L'on obéit à ce cri de la jeunesse et Adolphe Niel sortit lui-même son briquet et son cigare. Il avait promis à Clémence de ne pas fumer pendant ces quarante jours de pénitence ; mais treize jours d'effort étaient suffisants, la mi-Carême était pour bientôt, et ce que sa femme ignorait ne pouvait lui faire du tort. Il grilla le bout de son cigare importé de Chili – son préféré – et créa trois volutes de fumée parfaits qu'il envoya jusqu'au plafond ; puis il ouvrit la fenêtre. Les nuages du tabac l'incommodaient trop. Le vent frais de la région parisienne s'engouffra dans le compartiment et l'on respira un peu mieux.
— Il fait froid ici, lança l'un des futurs officiers d'un ton nonchalant.
Et, d'un geste souple, il releva la vitre sans en demander la permission. Le maréchal Niel attendit qu'il se rassît puis rabaissa la fenêtre ; le Saint-Cyrien la remonta, un drôle d'air de défi dans les yeux sous une tranquillité apparente. Alors Adolphe Niel, d'un violent coup de coude, fit voler la vitre en éclats et dit calmement :
— Lorsque je fume, j'ai besoin d'air.
— Monsieur ! s'écria le cyrard. C'est une insulte, et vous m'en rendrez raison. Je me nomme Louis Chastelain de Verly, du premier bataillon de Saint-Cyr.
Adolphe Niel regarda le visage enflé de colère de l'élève-officier avec le plus grand calme.
— Très bien, monsieur. Je n'ai pas de carte sur moi, je vous en enverrai une demain et à votre prochaine sortie, je serai à vos ordres.
Le train se secoua au même instant et finit par s'arrêter à la gare des Chantiers dans un râle de machine fatiguée. Le maréchal Niel saisit sa serviette de cuir et descendit du train, suivi des trois élèves-officiers à distance respectueuse.

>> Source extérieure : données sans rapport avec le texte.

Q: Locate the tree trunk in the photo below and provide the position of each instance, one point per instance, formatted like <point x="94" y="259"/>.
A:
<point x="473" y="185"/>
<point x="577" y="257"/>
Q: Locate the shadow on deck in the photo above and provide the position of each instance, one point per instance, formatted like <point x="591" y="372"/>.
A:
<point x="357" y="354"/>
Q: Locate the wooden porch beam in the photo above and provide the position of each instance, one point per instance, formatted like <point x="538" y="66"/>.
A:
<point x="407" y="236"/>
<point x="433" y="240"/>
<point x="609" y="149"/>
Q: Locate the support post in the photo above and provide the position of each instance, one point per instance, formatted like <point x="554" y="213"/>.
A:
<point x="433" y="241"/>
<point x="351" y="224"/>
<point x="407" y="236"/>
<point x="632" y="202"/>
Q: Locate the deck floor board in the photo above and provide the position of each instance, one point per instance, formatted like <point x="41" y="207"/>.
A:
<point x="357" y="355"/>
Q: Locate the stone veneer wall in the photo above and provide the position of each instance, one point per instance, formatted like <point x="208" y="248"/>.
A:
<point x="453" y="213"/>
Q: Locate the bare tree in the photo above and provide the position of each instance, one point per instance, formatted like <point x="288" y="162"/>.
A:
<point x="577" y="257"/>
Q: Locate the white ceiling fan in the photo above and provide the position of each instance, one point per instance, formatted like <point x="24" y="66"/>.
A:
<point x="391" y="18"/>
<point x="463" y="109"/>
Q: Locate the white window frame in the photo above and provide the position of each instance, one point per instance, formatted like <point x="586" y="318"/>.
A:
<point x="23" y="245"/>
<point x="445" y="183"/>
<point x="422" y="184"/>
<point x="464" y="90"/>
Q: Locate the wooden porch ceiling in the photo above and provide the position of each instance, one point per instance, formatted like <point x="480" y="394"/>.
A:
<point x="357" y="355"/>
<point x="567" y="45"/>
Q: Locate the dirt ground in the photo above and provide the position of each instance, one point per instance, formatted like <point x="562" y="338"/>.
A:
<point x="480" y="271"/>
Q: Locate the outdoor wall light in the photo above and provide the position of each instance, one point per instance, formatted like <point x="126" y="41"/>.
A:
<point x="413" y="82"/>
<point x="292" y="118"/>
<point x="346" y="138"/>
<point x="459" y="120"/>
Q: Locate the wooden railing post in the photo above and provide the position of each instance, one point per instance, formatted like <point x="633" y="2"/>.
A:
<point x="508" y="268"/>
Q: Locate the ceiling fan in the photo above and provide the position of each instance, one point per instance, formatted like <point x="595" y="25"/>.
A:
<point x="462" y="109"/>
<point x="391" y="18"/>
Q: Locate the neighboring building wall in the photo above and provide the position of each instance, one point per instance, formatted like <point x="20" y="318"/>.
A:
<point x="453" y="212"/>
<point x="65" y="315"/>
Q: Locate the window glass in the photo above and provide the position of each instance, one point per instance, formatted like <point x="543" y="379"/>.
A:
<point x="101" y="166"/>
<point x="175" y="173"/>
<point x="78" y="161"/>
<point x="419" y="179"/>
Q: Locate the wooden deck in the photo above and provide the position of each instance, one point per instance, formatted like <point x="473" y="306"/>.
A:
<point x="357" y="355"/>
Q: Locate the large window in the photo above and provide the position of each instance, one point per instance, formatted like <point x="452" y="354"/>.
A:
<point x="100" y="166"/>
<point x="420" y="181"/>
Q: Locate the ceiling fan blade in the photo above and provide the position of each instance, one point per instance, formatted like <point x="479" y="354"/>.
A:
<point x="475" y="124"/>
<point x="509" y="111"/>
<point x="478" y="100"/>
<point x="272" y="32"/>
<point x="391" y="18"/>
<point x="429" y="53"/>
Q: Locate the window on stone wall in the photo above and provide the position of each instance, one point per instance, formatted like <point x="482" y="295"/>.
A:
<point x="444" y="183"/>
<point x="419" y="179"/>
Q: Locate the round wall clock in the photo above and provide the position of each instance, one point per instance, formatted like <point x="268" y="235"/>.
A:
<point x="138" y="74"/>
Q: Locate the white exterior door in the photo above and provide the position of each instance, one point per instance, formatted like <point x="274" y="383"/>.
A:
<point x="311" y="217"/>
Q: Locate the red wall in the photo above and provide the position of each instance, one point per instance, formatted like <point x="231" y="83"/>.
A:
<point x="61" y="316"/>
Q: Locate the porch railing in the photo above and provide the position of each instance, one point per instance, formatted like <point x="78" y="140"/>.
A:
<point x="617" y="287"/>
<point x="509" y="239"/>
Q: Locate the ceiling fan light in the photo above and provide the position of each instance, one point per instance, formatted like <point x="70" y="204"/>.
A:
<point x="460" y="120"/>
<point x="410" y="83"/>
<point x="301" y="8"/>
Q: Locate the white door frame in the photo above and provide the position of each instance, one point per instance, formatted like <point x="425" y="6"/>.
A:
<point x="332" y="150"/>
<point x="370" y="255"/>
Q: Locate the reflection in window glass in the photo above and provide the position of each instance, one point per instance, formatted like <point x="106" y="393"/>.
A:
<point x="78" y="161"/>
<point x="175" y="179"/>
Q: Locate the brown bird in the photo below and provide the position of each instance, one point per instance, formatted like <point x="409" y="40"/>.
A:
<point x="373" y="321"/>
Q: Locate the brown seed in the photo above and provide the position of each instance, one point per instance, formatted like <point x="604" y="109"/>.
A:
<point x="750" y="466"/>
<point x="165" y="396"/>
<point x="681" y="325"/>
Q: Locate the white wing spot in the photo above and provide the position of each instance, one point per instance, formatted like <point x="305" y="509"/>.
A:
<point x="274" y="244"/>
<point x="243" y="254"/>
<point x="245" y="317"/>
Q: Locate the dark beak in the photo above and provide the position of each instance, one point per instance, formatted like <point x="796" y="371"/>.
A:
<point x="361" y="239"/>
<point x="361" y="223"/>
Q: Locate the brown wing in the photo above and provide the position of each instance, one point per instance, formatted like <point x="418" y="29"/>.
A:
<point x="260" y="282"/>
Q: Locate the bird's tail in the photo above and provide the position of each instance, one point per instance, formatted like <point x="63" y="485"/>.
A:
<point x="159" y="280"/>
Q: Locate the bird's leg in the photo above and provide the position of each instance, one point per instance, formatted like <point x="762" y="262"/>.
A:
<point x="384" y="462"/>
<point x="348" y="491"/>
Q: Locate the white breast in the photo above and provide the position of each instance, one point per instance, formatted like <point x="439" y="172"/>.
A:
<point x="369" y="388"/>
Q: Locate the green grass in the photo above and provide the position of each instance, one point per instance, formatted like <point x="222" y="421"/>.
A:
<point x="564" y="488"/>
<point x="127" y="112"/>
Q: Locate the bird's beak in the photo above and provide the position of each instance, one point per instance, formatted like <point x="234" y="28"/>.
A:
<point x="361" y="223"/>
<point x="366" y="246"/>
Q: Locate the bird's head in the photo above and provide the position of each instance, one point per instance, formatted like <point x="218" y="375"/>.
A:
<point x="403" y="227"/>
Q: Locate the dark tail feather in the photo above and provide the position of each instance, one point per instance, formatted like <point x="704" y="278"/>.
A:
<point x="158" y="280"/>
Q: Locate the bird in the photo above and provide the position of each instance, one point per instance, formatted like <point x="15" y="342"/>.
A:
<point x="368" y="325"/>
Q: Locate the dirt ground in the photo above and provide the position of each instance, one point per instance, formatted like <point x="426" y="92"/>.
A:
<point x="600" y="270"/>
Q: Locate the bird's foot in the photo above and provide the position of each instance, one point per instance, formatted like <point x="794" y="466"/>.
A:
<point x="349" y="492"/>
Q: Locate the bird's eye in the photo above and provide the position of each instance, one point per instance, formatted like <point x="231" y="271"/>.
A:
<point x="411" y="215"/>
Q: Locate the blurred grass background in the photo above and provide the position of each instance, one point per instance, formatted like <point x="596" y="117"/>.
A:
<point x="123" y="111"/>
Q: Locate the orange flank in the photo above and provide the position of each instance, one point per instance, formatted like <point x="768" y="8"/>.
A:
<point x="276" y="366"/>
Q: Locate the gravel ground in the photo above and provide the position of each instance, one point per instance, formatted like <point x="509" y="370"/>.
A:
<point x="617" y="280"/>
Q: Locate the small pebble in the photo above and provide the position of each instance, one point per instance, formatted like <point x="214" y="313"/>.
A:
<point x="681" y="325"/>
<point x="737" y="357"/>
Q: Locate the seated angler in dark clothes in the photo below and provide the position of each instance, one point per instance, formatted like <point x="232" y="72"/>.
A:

Louis Chastelain de Verly semblait sur le point de sauter sur le personnage hiératique, mais il se contint et descendit du train à sa suite, écarlate de rage. Il se retourna pour attraper le sac que lui lançait l'un de ses camarades et entendit le chef de gare arriver de son pas pressé. Curieuse engeance que le chef d'une gare, qui semble toujours sur le qui-vive, prête à talonner les trains qui voudraient s'enfuir avant la minute réglementaire.
— Vous ferez remettre cette vitre à mes frais, déclara le maréchal Niel.
Il ne se retourna pas une seule fois et se dirigea vers la sortie rue de Buc où l'attendait un attelage et son aide de camp. Les cyrards regardèrent le chef de gare le suivre à petit pas respectueux et avisèrent un employé qui renseignait un voyageur.
— Eh l'ami, un mot. Qui est cet homme pour qui ton patron semble prêt à manger sa casquette ?
— Vous ne le connaissez pas ? s'étonna le cheminot. C'est votre ministre, le maréchal Niel.
Les futurs officiers se regardèrent, stupéfaits et horrifiés. L'ampleur du désastre commençait à les saisir.
— Chastelain de Verly, souffla l'un d'entre eux, tu es dans de beaux draps. Le ministre ne fera qu'une bouchée de toi dimanche prochain.
Louis ne répondit rien, enfin réduit au silence. Devant ses yeux défilaient les permissions que le général de Gondrecourt lui supprimerait.